The year 2021 was the second-worst year on record for global tourism, with international arrivals down by 73 percent, a mere 1 percent increase over 2020. According to estimates from the International Air Transport Association (IATA), global commercial airline passenger revenue is expected to grow by 67 percent in 2022, though that is still 38 percent below 2019 levels.

We’re bullish on hotels, airlines, and online travel agencies. All signs point to a big year for travel. 

Source: Skift Research

What about China? Won’t Omicron’s high transmissibility severely test China’s zero-tolerance strategy, forcing officials to enact even more extreme lockdown measures? The fear is for more global supply disruptions.

In reality, supply chain disruptions have tended to be very limited over the course of the pandemic, with the exception of the initial nationwide lockdown in early 2020. Delivery times have remained mostly within historical ranges. While China has experienced multiple episodes of local outbreaks, supply disruptions are localized and limited to certain products.

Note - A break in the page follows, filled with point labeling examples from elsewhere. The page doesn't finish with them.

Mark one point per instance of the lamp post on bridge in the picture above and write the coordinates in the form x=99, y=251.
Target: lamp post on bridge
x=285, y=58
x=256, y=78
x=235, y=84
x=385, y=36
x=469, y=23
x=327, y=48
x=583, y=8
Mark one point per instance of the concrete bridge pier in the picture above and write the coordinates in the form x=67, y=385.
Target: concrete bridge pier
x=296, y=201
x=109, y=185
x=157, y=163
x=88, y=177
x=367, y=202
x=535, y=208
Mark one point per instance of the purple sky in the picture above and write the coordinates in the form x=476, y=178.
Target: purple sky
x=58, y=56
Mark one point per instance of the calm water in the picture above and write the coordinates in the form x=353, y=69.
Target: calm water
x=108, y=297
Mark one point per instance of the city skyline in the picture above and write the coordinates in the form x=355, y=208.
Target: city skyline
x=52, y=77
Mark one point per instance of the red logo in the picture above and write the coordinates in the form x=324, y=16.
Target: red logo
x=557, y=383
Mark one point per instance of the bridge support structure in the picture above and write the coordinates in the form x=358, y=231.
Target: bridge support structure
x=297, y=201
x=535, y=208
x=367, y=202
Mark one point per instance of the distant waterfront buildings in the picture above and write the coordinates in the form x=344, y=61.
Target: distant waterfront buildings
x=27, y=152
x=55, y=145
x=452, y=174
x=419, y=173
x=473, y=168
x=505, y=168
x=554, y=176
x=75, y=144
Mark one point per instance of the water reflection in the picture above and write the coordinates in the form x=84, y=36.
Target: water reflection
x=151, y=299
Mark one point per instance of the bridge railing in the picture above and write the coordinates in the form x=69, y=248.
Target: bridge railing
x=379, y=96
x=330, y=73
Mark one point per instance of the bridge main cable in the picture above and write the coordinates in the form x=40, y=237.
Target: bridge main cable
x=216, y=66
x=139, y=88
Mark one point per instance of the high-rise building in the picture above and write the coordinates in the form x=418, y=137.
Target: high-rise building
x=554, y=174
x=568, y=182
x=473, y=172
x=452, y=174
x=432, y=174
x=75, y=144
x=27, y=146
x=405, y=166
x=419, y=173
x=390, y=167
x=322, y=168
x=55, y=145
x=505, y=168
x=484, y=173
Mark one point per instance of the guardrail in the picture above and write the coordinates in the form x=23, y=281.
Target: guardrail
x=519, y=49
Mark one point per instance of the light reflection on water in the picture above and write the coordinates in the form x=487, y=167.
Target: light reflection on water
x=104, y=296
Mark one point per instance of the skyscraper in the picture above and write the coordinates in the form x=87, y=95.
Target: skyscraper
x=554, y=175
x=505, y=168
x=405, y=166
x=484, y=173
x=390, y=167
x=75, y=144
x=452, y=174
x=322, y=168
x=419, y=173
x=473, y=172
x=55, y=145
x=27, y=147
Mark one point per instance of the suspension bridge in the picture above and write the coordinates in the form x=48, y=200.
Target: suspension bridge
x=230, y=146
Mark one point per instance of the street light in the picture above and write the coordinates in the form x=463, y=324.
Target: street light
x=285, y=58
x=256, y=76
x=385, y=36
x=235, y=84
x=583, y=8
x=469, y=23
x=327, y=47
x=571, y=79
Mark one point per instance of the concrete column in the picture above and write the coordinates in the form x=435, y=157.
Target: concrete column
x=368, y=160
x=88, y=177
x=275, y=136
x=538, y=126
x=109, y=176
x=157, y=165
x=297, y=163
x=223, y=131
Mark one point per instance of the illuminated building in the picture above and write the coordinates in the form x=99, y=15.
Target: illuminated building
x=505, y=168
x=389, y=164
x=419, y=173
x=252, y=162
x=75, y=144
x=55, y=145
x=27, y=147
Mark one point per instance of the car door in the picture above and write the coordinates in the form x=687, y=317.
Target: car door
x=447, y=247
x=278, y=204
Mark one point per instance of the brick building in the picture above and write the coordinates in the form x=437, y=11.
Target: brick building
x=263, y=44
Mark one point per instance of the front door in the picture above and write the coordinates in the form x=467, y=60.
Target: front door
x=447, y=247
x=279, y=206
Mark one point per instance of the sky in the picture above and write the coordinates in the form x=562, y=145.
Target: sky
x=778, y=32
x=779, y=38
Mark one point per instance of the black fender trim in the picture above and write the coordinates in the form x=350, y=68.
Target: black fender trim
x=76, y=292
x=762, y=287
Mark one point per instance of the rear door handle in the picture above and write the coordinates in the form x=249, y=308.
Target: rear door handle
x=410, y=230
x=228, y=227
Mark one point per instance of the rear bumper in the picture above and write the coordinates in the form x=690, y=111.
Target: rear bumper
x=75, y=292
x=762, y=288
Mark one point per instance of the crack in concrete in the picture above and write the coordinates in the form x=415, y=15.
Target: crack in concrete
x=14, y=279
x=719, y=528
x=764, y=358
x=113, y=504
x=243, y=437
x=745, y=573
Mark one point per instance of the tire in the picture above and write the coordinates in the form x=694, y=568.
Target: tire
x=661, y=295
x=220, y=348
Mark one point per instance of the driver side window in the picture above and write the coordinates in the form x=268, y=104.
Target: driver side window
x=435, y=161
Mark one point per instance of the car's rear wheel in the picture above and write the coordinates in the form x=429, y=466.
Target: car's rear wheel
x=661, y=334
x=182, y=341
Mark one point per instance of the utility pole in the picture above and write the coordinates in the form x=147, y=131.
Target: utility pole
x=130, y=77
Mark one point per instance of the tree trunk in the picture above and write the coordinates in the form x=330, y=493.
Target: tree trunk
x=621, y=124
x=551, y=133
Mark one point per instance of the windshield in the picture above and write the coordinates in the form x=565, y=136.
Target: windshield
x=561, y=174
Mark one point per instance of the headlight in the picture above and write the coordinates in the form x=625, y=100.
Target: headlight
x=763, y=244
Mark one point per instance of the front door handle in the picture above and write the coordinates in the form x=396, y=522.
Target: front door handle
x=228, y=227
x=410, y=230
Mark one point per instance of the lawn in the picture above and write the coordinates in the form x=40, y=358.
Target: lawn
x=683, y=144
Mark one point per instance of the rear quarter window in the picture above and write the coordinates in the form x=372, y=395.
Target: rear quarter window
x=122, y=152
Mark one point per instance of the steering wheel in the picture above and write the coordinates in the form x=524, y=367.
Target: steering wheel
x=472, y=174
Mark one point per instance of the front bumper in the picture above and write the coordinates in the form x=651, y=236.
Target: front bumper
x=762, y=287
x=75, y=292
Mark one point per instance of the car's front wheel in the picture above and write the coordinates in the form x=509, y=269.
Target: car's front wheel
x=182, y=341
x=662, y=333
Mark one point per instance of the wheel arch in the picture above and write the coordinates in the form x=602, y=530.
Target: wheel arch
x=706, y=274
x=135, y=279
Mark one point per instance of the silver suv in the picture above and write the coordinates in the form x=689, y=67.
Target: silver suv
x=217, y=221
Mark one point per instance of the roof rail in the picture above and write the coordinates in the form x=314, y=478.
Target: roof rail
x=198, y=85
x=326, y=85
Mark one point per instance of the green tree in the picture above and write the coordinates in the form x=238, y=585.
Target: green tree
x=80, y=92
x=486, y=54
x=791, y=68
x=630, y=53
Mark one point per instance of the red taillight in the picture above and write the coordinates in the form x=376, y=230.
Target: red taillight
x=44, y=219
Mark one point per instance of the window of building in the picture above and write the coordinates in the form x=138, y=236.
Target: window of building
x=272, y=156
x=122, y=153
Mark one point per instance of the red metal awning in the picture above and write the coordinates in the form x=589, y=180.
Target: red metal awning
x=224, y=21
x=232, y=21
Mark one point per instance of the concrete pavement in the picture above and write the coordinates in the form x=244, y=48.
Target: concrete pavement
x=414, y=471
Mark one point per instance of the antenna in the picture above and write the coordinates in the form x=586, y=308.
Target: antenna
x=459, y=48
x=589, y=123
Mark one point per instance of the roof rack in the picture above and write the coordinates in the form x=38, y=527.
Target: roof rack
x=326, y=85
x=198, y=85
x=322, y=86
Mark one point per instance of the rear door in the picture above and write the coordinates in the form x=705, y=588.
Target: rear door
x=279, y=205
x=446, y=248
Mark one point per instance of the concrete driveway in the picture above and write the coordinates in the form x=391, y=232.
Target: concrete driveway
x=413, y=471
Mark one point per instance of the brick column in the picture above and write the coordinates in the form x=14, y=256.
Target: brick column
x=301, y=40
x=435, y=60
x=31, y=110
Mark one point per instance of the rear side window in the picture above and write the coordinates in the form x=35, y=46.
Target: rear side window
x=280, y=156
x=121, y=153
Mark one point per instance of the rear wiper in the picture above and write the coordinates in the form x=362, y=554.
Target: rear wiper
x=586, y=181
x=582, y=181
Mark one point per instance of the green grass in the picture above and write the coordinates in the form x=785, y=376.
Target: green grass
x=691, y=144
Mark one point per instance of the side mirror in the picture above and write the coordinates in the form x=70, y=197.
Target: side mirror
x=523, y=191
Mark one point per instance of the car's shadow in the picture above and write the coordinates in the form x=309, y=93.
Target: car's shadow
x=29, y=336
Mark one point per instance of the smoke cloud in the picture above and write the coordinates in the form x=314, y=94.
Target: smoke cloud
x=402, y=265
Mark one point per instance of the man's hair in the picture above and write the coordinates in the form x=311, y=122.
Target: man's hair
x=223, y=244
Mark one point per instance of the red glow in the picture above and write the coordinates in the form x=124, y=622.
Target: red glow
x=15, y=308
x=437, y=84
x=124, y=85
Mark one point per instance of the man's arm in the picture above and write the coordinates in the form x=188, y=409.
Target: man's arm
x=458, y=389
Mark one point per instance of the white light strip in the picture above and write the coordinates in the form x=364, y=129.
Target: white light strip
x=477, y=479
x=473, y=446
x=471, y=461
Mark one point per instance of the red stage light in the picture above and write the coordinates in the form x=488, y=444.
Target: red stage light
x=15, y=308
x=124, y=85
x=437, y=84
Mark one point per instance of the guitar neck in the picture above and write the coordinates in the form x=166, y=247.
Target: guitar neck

We think the Beijing Olympics and the CCP’s 20thParty Congress set for autumn 2022 will conspire to prevent another nationwide lockdown.

A new supply-blockages measure developed by economists at the Federal Reserve Bank of New York showed a record level of strain in November, but things eased in December and January, which they said “seems to suggest that global supply chain pressures, while still historically high, have peaked and might start to moderate somewhat going forward.” 

The International Monetary Fund estimates that supply-chain problems knocked between one half and one full percentage point off global economic growth in 2021, while pushing inflation higher. A more benign virus outlook may ease pressure on the goods supply chain while a faster normalization of services activity could help cement the shift away from goods consumption and relieve some of the inflationary pressures that come with it. 

In industries where workers have been hesitant to return, the perception of lower risks may alleviate some of the labor supply constraints. As a result, wage growth may moderate. And there may be scope for markets to price rate hikes at a slower pace than they are now. What do you suppose investors will do to commemorate the occasion? We could be on our way to new stock market highs in no time.